Foi este monstro – cujas ações foram vistas como tão hediondas que foi levado sob custódia pelo seu próprio alto comando – que Al Arabiya hospedou no mês passado na sua conta TikTok, que contava com quase 250 mil seguidores antes de ser banida por “violar comportamento violento e criminoso”.
Abdalmonim Alrabiya, ex-motorista de táxi e pai de dois filhos, é acusado de desempenhar um papel fundamental nos bastidores da onda de violência que devastou o Sudão, sua terra natal.
Al Arabiya postou uma foto sua em cima de um tanque no Sudão, que visitou logo após o início da atual guerra civil.
“Hoje matei 2.000 pessoas e depois perdi a conta”, disse o homem que se acredita ser Abu Lulu na plataforma. ‘Quero começar do zero novamente.’
Alrabeyah, filmando-se no conforto do seu carro, como faz frequentemente, riu-se, dizendo mais tarde que queria “de cima para baixo” este “falangayat” – o termo ‘falangayat’ é um termo racista e depreciativo usado pela RSF para se referir a grupos indígenas em Darfur.
Num outro vídeo, de 2023, a Al Arabiya afirma que ‘se (RSF) violar, não há problema’.
Em Novembro desse ano, o antigo motorista de entregas da Amazon, que disse estar a estudar administração e gestão remotamente na Canterbury Christ Church University, viajou para o Sudão pouco depois do início da actual guerra civil.
Publicou fotografias suas num tanque e entrevistou o vice-comandante da RSF, Abdelrahim Hamdan Dagalo, que foi sancionado pelos EUA há dois meses por violações dos direitos humanos, incluindo “massacre de civis, limpeza étnica e uso de violência sexual”.

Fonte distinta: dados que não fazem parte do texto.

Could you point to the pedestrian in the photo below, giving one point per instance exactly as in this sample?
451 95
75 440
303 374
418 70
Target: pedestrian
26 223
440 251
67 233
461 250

Hoje, Al Arabiya é acusada de ser o ativista e recrutador de maior destaque da RSF. Mas embora as suas páginas nas redes sociais tenham sido retiradas do ar por violarem repetidamente as diretrizes da comunidade e a polícia do Reino Unido o tenha investigado, ele continua livre para expressar a sua ideologia online.
Numa reunião com o Daily Mail na semana passada, Al Arabe mostrou-se arrependido pelas suas opiniões, apesar das evidências de que a RSF estava a cometer crimes de guerra.
Questionado sobre o relatório do massacre da RSF na maternidade de Al Fashir, ele disse: “São notícias falsas”.
Alegando que os relatórios poderiam ter sido gerados por inteligência artificial, ele disse que o seu vídeo TikTok com Abu Lulu era “apenas uma piada” e elogiou a RSF pela sua luta contra o governo sudanês. Mais tarde, ele afirmou que Abu Lulu não estava realmente no vídeo e que outra pessoa estava se passando por ele.
“Não apoio o assassinato de quaisquer civis ou pessoas no Sudão”, disse ele. ‘Mas apoio a RSF porque eles estão a lutar contra o exército sudanês.’
Ele disse que foi preso no Sudão por protestar contra o governo e chegou ao Reino Unido “em um navio” através do Canal da Mancha antes de receber asilo, estabelecendo-se originalmente em Wakefield antes de seguir para Sheffield. Ele é cidadão britânico desde 2017.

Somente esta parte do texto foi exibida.